スパンダムさんと出会うよりもずっと前の話だ。立って走れるようになった頃から始まった厳しい修行に耐えられず、私は毎日のように泣いていた。自分よりも体格の大きな子供に組み手で投げ飛ばされ、泥まみれになって動けなくなっているところを何度もカクに助けられた。弱いのが悪いと誰もが気に留めない中、カクだけが手を差し伸べてくれたのだ。修行なんて二度としない、ここから絶対に動かないと駄々をこねる私を引きずって帰り、風呂に投げ入れるのもいつしかカクの役割になっていたほどだ。
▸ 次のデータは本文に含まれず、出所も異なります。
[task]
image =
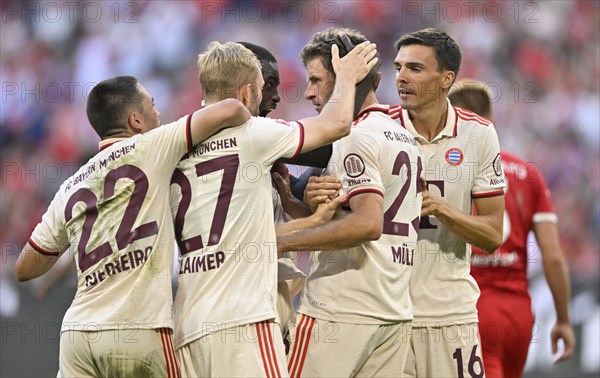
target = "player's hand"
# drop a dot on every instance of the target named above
(326, 210)
(431, 204)
(320, 189)
(357, 63)
(564, 332)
みんなが修行の時だけは残酷になってしまうのも、痛くて苦しい思いをするのも嫌いだった。けれどカクに背負われて帰途に着くのは密かな楽しみで、そのために辛い時間を乗り切ることができた。諜報部員としての素質もなければ六式のセンスもない私の支えだったのが、他でもないカクだった。
「あら。寝ちゃいそう」
「こやつは寝るのが好きなんじゃ。カリファも知っとるじゃろ」
「……ふふ、そうね」
「いまだに赤ん坊みたいなにおいがするし、赤ん坊の頃から何も変わらん」
「ほんとうね。甘いにおいがする」
「……?牛乳を煮詰めたみてェなにおいだ」
「クルッポー!」
むせ返るような昼間の暑さとは対照的に、夜は気温がぐっと低くなる森の空気は冷たく澄んでいる。それでもCP9となるべく育てられた子どもたちは寒さなど意に介する様子もなく、ルッチはやりすぎだとか、カクはガキに甘いだとか、取り止めもないことを話しながら湿り気を帯びた一本道を歩く。
頭上で交わされる会話に、起きていることがバレないように声を殺してひっそりと笑う。そんな私の思惑などカリファには全てお見通しのようで、蠱惑的な笑みを向けられたのがわかった。
鬱蒼と茂る苔むした森も、今日は怖くなかった。